Supply Chain Attack: Fake OpenAI 'Privacy Filter' Pushing Rust Stealer on Hugging Face
Just saw the alert regarding the Open-OSS/privacy-filter repository hitting #1 on Hugging Face. It’s crazy that a typosquatting attempt managed to rack up 244k downloads before being taken down. The repo was a near-perfect clone of the legitimate openai/privacy-filter, but the payload is a Rust-based information stealer targeting Windows.
This highlights a massive gap in how we handle ML model supply chains. Everyone is vetting pip packages now, but who is checking the .safetensors or hidden scripts in a model repo?
From an analysis perspective, the malware is written in Rust, which usually means smaller binary size and harder reverse engineering. If you have machines that pulled this specific repo, you might want to check for suspicious child processes or unexpected network connections.
I've whipped up a quick Python snippet using the huggingface_hub library to validate repository authors before pulling. It's a simple sanity check to prevent this specific flavor of typosquatting:
from huggingface_hub import HfApi
repo_id = "openai/privacy-filter" # The intended repo
expected_author = "openai"
api = HfApi()
model_info = api.model_info(repo_id)
if model_info.author != expected_author:
print(f"[!] Alert: Author mismatch! Expected {expected_author}, found {model_info.author}")
else:
print(f"[+] Author verified: {model_info.author}")
Given the surge in AI adoption, is anyone else looking into integrating model registry scanning into their existing CI/CD pipelines, or are we treating these repos differently than standard code packages?
Solid catch on the author verification. We're seeing a lot of shops just git clone or snapshot_download without checking metadata.
On the detection side, since this drops a Rust binary, standard sig-based AV might struggle initially. We've had luck hunting for the absence of ETW (Event Tracing for Windows) events often associated with custom Rust malware, but that's noisy.

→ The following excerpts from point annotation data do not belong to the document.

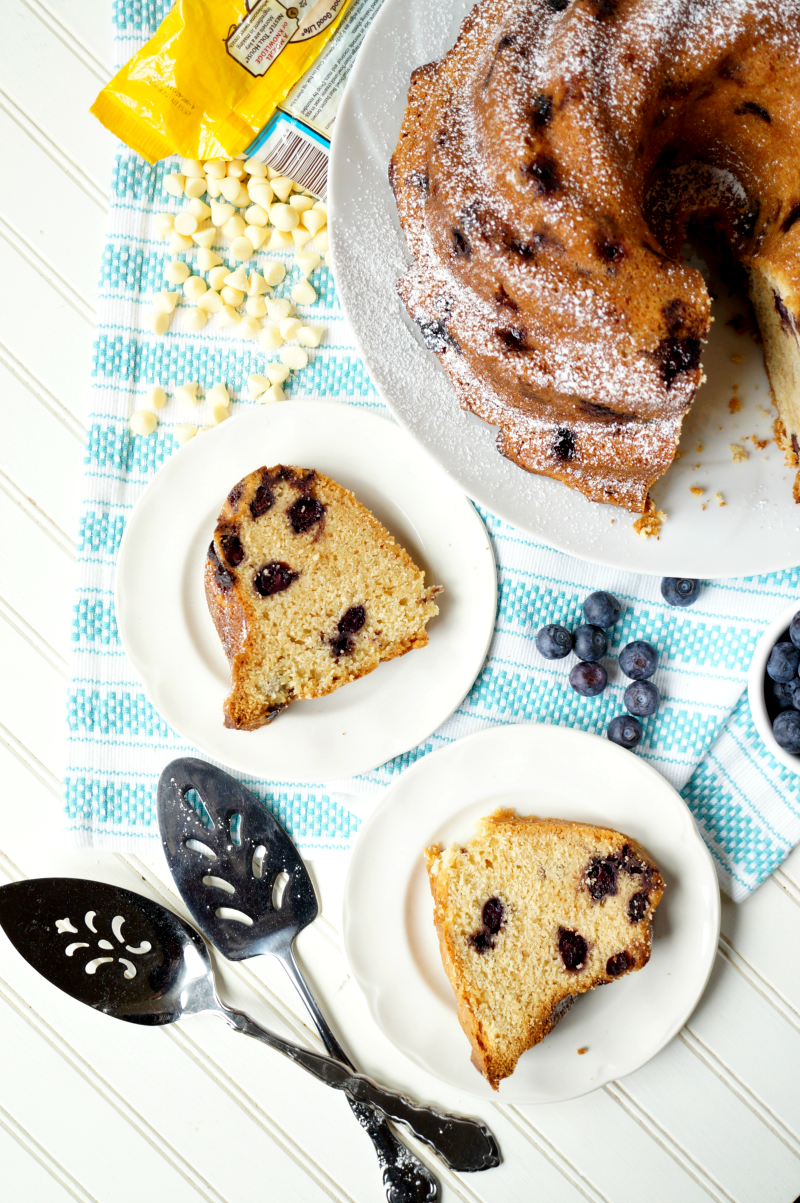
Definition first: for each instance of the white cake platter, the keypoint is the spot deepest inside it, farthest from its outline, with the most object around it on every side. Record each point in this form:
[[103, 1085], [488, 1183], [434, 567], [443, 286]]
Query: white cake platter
[[744, 520]]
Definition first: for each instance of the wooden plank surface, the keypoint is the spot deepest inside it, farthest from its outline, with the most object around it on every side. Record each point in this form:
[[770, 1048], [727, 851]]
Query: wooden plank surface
[[101, 1112]]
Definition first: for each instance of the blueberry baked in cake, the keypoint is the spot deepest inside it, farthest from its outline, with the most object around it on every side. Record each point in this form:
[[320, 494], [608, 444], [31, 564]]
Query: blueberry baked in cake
[[307, 591], [544, 176], [532, 913]]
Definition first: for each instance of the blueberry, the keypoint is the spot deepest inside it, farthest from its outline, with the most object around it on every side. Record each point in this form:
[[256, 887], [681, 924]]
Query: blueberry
[[602, 609], [784, 694], [783, 662], [588, 680], [590, 643], [794, 629], [639, 659], [573, 948], [553, 643], [786, 729], [641, 698], [680, 590], [626, 730]]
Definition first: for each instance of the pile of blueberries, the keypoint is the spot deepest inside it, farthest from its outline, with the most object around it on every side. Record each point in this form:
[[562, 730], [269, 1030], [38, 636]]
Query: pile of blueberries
[[638, 661], [782, 688]]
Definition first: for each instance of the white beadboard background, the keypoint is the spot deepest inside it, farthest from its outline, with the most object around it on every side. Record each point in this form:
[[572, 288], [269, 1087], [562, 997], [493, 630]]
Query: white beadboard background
[[102, 1112]]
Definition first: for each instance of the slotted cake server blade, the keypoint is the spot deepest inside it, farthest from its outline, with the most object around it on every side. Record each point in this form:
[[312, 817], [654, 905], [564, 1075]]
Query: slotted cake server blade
[[226, 853]]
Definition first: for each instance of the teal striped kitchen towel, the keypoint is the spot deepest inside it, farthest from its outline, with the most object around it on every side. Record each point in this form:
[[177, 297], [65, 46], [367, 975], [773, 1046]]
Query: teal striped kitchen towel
[[703, 739]]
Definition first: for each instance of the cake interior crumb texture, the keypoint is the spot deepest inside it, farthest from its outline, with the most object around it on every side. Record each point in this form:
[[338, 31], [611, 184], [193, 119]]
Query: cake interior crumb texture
[[307, 591], [531, 913]]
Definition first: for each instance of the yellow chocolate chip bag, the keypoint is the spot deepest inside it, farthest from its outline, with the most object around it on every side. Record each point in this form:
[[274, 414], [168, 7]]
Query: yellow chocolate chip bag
[[213, 73]]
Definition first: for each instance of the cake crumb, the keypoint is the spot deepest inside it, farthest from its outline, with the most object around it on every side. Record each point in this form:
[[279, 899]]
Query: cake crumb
[[649, 526]]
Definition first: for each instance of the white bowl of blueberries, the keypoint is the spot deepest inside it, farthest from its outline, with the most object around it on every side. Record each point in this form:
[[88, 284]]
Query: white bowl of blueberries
[[774, 687]]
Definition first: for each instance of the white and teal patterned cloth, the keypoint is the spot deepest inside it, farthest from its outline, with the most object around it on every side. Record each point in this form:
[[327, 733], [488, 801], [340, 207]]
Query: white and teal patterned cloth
[[703, 739]]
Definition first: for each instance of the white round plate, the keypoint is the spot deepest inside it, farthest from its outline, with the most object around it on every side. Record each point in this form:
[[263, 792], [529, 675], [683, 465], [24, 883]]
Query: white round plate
[[171, 640], [551, 771], [756, 531]]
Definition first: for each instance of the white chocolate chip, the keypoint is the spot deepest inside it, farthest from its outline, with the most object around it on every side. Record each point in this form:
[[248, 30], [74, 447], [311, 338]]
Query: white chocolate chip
[[165, 302], [205, 238], [279, 308], [249, 327], [310, 336], [230, 188], [314, 220], [183, 432], [308, 261], [195, 187], [282, 187], [303, 292], [177, 271], [207, 259], [283, 217], [159, 323], [301, 202], [237, 279], [277, 373], [194, 289], [217, 277], [273, 272], [187, 392], [255, 307], [274, 392], [294, 357], [256, 236], [179, 242], [279, 241], [241, 249], [143, 422], [220, 213], [256, 215], [261, 193], [229, 315], [270, 339], [200, 209], [173, 184], [256, 385], [233, 227], [163, 224], [289, 329], [256, 285], [232, 296], [211, 302]]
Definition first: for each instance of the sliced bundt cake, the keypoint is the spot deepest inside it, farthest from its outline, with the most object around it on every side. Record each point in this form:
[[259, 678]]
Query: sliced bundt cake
[[307, 592], [531, 913]]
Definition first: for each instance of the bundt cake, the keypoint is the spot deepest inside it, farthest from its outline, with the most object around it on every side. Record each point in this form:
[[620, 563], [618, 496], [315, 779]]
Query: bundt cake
[[307, 592], [531, 913], [545, 172]]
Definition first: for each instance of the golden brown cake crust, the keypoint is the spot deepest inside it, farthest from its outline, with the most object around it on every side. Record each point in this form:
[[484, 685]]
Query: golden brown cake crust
[[593, 875], [544, 176], [307, 591]]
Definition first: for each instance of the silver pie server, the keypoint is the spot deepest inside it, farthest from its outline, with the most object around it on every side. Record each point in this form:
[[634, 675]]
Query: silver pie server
[[134, 959], [227, 855]]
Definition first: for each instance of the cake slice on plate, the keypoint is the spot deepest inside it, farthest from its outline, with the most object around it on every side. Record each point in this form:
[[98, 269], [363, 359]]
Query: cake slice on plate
[[531, 913]]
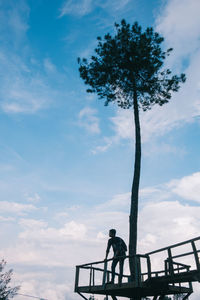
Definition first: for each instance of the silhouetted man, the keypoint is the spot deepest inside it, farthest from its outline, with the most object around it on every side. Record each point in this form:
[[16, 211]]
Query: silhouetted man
[[119, 249]]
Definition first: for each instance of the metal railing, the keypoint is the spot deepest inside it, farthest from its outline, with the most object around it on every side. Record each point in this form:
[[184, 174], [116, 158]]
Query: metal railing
[[170, 266]]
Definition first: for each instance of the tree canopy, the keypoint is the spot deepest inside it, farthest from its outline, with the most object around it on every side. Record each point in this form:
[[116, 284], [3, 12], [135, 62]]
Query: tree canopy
[[130, 61], [6, 292]]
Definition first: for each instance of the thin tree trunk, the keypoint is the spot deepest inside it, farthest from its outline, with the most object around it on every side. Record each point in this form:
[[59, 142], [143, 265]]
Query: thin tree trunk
[[135, 189]]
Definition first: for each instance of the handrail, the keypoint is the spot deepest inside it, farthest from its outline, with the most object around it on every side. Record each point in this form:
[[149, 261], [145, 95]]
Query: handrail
[[173, 246], [110, 259], [170, 266]]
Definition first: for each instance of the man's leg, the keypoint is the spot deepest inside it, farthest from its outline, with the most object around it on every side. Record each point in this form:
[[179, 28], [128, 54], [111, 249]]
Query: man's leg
[[121, 267], [114, 263]]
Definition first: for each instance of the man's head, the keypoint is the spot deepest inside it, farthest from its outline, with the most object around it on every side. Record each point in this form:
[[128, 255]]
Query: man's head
[[112, 232]]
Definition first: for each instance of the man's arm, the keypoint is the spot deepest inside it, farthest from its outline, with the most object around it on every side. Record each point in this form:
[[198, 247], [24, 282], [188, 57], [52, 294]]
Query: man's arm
[[108, 248]]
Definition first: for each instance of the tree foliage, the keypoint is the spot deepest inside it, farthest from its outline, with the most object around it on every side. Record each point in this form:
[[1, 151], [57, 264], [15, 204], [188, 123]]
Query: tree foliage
[[130, 61], [127, 68], [6, 292]]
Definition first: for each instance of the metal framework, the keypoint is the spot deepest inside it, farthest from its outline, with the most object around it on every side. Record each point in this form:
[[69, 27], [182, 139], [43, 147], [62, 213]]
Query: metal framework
[[166, 271]]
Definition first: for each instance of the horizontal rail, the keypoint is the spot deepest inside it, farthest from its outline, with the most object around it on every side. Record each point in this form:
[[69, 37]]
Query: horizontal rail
[[173, 246], [102, 270], [110, 259]]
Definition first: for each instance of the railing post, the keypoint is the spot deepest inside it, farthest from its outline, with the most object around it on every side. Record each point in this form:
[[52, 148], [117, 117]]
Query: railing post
[[104, 273], [76, 279], [90, 277], [149, 267], [93, 277], [196, 255], [171, 269], [137, 270]]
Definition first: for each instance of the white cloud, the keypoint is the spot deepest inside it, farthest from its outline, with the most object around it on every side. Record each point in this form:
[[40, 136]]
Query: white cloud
[[84, 7], [76, 7], [89, 120], [180, 24], [187, 187], [49, 66], [32, 224], [35, 198], [6, 219], [37, 230], [56, 250], [17, 208]]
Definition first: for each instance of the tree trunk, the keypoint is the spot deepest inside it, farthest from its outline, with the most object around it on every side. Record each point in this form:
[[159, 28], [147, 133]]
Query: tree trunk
[[135, 189]]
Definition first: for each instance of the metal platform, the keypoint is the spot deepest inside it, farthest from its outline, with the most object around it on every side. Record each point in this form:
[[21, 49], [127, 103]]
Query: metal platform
[[167, 271]]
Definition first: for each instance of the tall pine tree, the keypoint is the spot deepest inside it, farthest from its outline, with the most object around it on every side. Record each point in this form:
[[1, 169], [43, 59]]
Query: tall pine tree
[[127, 68]]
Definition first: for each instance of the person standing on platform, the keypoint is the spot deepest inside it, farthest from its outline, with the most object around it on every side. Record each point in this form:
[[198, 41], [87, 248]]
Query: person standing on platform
[[119, 249]]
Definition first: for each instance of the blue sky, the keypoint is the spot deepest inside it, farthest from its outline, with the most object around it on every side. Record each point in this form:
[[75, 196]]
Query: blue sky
[[66, 161]]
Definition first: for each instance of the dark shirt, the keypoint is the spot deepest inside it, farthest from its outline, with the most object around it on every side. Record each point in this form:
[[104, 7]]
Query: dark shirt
[[118, 245]]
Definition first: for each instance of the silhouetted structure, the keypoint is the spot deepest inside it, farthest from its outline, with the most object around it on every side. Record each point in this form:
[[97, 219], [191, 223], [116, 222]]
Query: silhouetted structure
[[167, 271]]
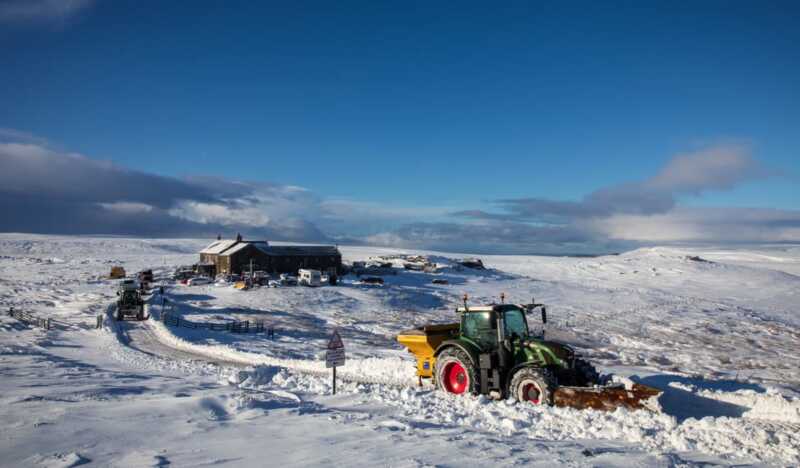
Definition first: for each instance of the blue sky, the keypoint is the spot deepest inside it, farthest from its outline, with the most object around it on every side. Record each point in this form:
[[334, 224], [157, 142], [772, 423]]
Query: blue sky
[[415, 106]]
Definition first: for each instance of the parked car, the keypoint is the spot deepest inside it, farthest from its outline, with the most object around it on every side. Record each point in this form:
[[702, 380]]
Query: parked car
[[288, 280], [198, 280], [372, 280], [311, 278]]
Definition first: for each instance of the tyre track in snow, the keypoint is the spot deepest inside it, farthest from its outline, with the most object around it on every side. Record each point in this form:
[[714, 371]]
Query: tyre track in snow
[[142, 337]]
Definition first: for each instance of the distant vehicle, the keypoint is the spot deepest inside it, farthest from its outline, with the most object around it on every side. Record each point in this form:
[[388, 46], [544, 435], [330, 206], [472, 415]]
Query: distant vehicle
[[196, 281], [117, 272], [372, 280], [145, 276], [128, 285], [474, 263], [311, 278], [182, 274], [288, 280], [130, 302]]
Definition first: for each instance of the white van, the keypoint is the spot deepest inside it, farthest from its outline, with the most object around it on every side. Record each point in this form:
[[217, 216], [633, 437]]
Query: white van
[[309, 277]]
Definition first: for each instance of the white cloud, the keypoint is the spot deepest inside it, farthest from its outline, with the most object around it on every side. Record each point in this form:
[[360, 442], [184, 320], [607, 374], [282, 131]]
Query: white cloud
[[41, 10], [217, 213], [716, 168], [127, 207], [705, 225]]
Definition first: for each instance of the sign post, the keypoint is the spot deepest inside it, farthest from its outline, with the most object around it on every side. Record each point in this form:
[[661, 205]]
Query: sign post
[[334, 355]]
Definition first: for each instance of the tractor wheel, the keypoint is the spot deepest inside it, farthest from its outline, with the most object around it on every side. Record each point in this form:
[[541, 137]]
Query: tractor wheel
[[533, 385], [455, 372], [587, 375]]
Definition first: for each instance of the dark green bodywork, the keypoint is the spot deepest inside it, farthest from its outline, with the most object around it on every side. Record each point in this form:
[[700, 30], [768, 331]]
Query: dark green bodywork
[[499, 342]]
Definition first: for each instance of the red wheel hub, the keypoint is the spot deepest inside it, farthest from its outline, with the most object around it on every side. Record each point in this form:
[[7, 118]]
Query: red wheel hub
[[455, 378], [530, 392]]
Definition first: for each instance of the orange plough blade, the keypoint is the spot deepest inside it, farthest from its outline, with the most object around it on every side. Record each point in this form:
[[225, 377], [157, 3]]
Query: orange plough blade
[[608, 398]]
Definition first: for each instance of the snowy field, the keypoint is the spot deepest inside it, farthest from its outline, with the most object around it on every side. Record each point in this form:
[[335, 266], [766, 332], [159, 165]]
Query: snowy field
[[717, 330]]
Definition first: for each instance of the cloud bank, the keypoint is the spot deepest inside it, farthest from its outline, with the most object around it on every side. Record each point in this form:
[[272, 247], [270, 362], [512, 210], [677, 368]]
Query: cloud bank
[[43, 190], [25, 11]]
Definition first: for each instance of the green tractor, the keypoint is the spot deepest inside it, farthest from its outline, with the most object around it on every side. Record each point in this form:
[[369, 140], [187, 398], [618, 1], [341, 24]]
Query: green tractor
[[492, 351], [130, 302]]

If you suspect infection, checking for PowerShell web requests in your logs is a good start, as stealers often phone home using Invoke-WebRequest or similar:
Get-WinEvent -FilterHashtable @{LogName='Microsoft-Windows-PowerShell/Operational'; ID=4103} | Where-Object {$_.Message -match 'DownloadString|Invoke-WebRequest'}
This is essentially the new PyPI typosquatting wave but for data. The scary part is the scale; 244k downloads in no time.
We implemented a pre-commit hook that checks requirements.txt and model configs against an internal allow-list. It’s tedious to maintain initially, but it stops the accidental pull of 'open-ai' vs 'openai'.
Also, don't forget to hash your models. Even if the author is valid, a repo compromise can still happen. Pin the SHA256 of the model file.
From a pentester's perspective, this is a goldmine for initial access. Developers often run these models locally on high-privilege workstations with GPU access.
If you're blue teaming, look for unusual process trees spawning from Python or Conda environments that shouldn't be executing binaries outside the sandbox. A simple parent-child process query in Sentinel can help surface this if you have EDR data flowing in.
The sheer velocity of that download count is terrifying. Until we see widespread cryptographic signing for ML artifacts, we need to treat these repos like untrusted USB drives.
For immediate defense, consider auditing the file manifest before loading. This quick bash scan flags non-standard executables hidden inside model folders:
find . -type f \( -name "*.exe" -o -name "*.dll" -o -name "*.bat" \)
It’s a crude filter, but it stops the obvious stealer drops.
It’s scary how easily PE files slip into these model artifacts. Since standard scanners might miss non-standard file extensions, I’d recommend running a quick static analysis on any downloaded .safetensors files before loading them. You can grep for binary signatures like the MZ header to flag embedded executables immediately.
Here is a quick bash one-liner to check for embedded Windows binaries:
strings -a model_file.safetensors | grep -E '^MZ\x90\x00'
This simple check catches a lot of these 'trojanized' models before they even hit memory.
Great thread. To catch these cross-platform payloads in a Linux CI environment, I've added a simple file type check to my pipeline. It’s crude but effective for spotting PE files masquerading as model data.
find ./model_cache -type f -exec file {} + | grep -i "PE32"
If that returns anything, the build fails immediately. It’s a low-effort way to prevent accidental execution of the stealer if someone tries to run the payload via Wine or similar tools during testing.
Beyond static analysis, we need to focus on runtime containment. Since these payloads often rely on C2 callbacks, strict egress filtering is a must. I recommend running inference in isolated containers with dropped network capabilities if the task allows.
docker run --network none -v $(pwd):/data python:latest python inference.py
This creates a fail-safe that prevents the stealer from exfiltrating data even if it executes.